Earlier, Lumifer said this, which is an almost correct explanation of using Bayes in this situation:
The part that makes it the “almost” is the “5% of the times, more or less.” This implies that it’s centered around 5%, with random chance determining what this instance is. But selection bias means it will almost certainly be more, and generally much more. In fields that study phenomena that don’t exist, 100% of the papers published will be of false results that were significant by chance. In many real fields, rates of failure to replicate are around 30%. Describing 30% as “5%, more or less” seems odd, to say the least.
But the proposal to reduce the p value doesn’t solve the underlying problem (which was Lumifer’s response). If we set the p value threshold lower, at .01 or .001 or wherever, we reducing the risk of false positives at the cost of increasing the risk of false negatives. A study design which needs to determine an effect at the .001 level is much more expensive than a study design which needs to determine an effect at the .05 level, and so we will have many less studies attempted, and many many less published studies.
Better to drop p entirely. Notice that stricter p thresholds go in the opposite direction as the publication of negative results, which is the real solution to the problem of selection bias. By calling for stricter p thresholds, you implicitly assume that p is a worthwhile metric, when what we really want is publication of negative results and more replications.

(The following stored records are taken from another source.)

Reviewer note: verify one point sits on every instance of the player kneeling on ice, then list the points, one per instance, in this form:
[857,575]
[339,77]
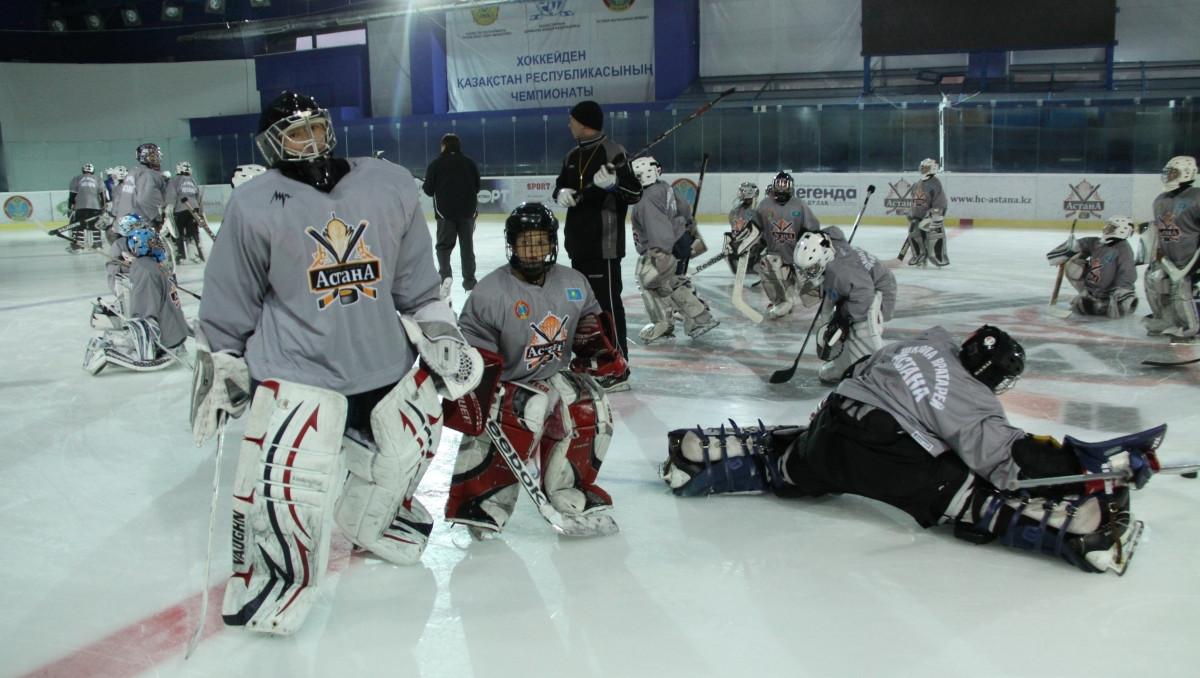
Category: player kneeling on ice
[1101,269]
[316,259]
[549,419]
[857,295]
[144,329]
[918,426]
[661,235]
[781,221]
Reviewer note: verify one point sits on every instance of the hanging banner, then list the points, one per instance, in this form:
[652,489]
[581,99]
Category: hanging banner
[550,54]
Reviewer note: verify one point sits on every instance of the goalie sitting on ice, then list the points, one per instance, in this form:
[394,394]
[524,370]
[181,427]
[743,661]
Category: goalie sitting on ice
[527,318]
[1101,269]
[663,237]
[918,426]
[147,325]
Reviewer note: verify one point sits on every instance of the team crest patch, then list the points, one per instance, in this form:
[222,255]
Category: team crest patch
[342,268]
[547,342]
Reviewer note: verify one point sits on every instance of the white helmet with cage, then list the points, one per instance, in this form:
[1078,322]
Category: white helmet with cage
[647,169]
[1179,171]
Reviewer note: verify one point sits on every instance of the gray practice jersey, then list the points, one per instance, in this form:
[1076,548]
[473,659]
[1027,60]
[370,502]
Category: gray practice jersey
[1107,268]
[659,219]
[927,195]
[1177,220]
[153,295]
[179,187]
[532,328]
[89,192]
[783,226]
[139,193]
[922,383]
[855,276]
[306,285]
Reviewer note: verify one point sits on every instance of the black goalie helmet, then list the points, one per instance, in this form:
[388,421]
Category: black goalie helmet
[994,358]
[532,256]
[297,136]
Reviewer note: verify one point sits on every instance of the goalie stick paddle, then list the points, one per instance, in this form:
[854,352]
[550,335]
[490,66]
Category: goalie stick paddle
[783,376]
[531,480]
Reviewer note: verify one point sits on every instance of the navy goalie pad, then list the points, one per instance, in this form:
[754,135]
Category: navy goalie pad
[727,460]
[1133,454]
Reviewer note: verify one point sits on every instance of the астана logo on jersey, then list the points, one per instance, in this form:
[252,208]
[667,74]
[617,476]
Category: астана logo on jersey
[1084,201]
[342,267]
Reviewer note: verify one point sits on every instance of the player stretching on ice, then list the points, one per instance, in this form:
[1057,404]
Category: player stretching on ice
[301,294]
[858,297]
[781,221]
[661,235]
[528,317]
[1171,276]
[927,231]
[918,426]
[1101,269]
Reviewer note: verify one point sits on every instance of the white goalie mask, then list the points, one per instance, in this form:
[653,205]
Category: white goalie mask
[813,253]
[1180,169]
[1117,228]
[647,169]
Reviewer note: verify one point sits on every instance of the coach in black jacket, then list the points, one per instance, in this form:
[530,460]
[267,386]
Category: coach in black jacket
[453,181]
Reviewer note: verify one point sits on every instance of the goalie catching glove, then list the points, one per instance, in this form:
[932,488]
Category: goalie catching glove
[220,389]
[454,363]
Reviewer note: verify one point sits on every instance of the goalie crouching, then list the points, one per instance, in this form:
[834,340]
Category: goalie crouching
[917,425]
[527,318]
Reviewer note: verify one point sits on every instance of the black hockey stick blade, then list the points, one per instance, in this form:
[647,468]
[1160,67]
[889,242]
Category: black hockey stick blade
[1162,364]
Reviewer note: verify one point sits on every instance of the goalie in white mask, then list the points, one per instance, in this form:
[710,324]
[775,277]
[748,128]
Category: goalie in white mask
[663,237]
[1101,269]
[301,295]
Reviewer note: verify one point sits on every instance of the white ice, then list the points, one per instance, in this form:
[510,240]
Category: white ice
[105,511]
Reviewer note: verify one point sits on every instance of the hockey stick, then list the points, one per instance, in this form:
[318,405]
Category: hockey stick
[201,220]
[1159,364]
[783,376]
[1053,309]
[1186,471]
[739,281]
[531,479]
[222,419]
[124,263]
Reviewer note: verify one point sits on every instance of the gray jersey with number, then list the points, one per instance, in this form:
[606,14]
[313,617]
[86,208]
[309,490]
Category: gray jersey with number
[1107,268]
[532,328]
[783,226]
[1177,220]
[179,187]
[141,193]
[659,219]
[306,285]
[927,195]
[153,295]
[855,276]
[922,383]
[89,192]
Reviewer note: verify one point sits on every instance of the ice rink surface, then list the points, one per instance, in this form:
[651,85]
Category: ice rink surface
[105,511]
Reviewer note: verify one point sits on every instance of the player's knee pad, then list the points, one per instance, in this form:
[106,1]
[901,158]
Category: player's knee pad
[729,460]
[483,490]
[288,469]
[377,509]
[574,455]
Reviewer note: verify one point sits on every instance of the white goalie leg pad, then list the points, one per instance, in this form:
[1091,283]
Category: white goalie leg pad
[288,471]
[865,337]
[574,461]
[377,509]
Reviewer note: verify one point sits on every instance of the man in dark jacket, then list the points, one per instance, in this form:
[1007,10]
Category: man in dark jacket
[453,181]
[597,187]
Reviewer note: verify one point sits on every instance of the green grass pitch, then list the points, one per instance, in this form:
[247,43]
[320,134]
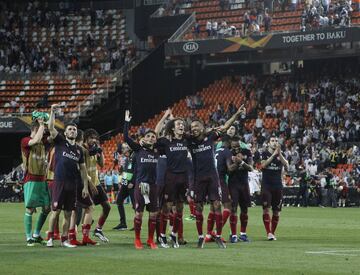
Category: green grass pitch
[310,241]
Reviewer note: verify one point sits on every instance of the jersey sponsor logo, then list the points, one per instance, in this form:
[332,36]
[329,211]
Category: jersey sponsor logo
[149,159]
[201,148]
[71,156]
[178,147]
[191,47]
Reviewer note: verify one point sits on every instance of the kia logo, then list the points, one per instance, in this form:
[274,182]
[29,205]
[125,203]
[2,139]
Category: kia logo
[191,47]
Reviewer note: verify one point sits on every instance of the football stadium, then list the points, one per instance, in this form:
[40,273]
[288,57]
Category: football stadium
[180,136]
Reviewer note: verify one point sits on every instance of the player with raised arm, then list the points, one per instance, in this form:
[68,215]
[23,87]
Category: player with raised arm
[174,146]
[206,179]
[68,158]
[82,203]
[241,165]
[145,192]
[273,162]
[126,188]
[36,192]
[94,158]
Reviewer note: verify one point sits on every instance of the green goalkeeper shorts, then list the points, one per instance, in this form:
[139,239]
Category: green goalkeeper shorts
[36,194]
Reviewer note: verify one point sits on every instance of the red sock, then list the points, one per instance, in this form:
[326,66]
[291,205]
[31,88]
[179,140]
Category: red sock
[158,221]
[274,222]
[233,223]
[86,230]
[243,220]
[211,222]
[56,227]
[181,229]
[226,214]
[163,222]
[101,222]
[171,219]
[151,228]
[192,207]
[218,218]
[199,222]
[50,235]
[177,221]
[266,220]
[137,227]
[72,234]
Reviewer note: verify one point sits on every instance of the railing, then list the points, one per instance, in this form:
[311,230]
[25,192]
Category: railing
[183,28]
[52,76]
[89,101]
[154,2]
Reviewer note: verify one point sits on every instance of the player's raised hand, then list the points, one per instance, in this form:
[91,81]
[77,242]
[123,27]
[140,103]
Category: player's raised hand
[41,121]
[241,110]
[127,116]
[167,112]
[54,107]
[85,192]
[171,115]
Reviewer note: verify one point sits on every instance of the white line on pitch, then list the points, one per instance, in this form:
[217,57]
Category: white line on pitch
[335,252]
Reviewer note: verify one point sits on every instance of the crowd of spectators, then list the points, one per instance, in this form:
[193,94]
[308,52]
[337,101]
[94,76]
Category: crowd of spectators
[323,135]
[19,53]
[325,13]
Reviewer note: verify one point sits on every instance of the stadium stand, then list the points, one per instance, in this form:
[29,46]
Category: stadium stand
[301,112]
[59,56]
[40,40]
[238,15]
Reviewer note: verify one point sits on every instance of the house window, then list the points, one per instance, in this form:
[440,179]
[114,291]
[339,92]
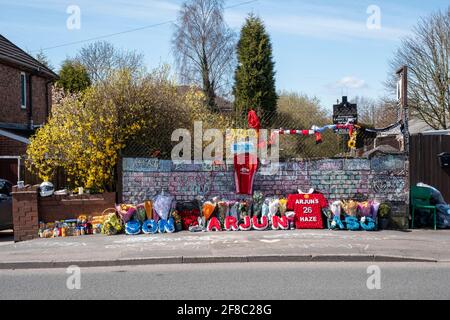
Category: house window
[23,90]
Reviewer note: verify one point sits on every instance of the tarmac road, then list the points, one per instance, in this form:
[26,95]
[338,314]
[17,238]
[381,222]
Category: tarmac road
[252,281]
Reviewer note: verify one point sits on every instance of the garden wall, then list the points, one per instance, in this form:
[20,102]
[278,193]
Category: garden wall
[29,209]
[383,177]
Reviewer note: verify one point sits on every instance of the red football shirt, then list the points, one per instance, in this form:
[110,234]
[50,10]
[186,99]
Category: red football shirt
[308,210]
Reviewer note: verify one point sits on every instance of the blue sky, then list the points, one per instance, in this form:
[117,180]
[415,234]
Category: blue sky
[321,48]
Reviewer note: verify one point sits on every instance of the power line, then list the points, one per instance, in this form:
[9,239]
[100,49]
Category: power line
[130,30]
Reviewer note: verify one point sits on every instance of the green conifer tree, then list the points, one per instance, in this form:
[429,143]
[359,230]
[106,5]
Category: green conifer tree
[254,86]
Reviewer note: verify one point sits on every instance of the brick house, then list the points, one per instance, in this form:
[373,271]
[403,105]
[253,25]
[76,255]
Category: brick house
[25,103]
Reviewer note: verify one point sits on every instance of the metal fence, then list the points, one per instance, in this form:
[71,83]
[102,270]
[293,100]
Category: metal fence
[157,143]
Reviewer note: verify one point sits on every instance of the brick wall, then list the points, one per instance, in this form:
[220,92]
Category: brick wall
[10,147]
[70,207]
[10,102]
[382,178]
[25,214]
[29,209]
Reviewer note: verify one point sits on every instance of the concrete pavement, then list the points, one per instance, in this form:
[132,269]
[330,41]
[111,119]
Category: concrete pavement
[267,246]
[236,281]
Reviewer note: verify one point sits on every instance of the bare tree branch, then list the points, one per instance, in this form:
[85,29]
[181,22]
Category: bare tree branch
[204,47]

My grandparent post was stupid, but what I had in mind was basically a stage-2 (or −3) drug trial situation. You have declared (at least to the FDA) that you’re running a trial, so selection bias does not apply at this stage. You have two groups, one receives the experimental drug, one receives a placebo. Assume a double-blind randomized scenario and assume there is a measurable metric of improvement at the end of the trial.
After the trial you have two groups with two empirical distributions of the metric of choice. The question is how confident you are that these two distributions are different.
Well, as usual it’s complicated. Yes, the p-test is suboptimal in most situations where it’s used in reality. However it fulfils a need and if you drop the test entirely you need a replacement for the need won’t go away.
That’s not how p-values work. p=0.05 doesn’t mean that the hypothesis is 95% likely to be correct, even in principle; it means that there’s a 5% chance of seeing the same correlation if the null hypothesis is true. Pull a hundred independent data sets and we’d normally expect to find a p=0.05 correlation or better in at least five or so of them, no matter whether we’re testing, say, an association of cancer risk with smoking or with overuse of the word “muskellunge”.
This distinction’s especially important to keep in mind in an environment where running replications is relatively low-status or where negative results tend to be quietly shelved—both of which, as it happens, hold true in large chunks of academia. But even if this weren’t the case, we’d normally expect replication rates to be less than one minus the claimed p-value, simply because there are many more promising ideas than true ones and some of those will turn up false positives.
No, they won’t. You’re committing base rate neglect. It’s entirely possible for people to publish 2000 papers in a field where there’s no hope of finding a true result, and get 100 false results with p 0.05).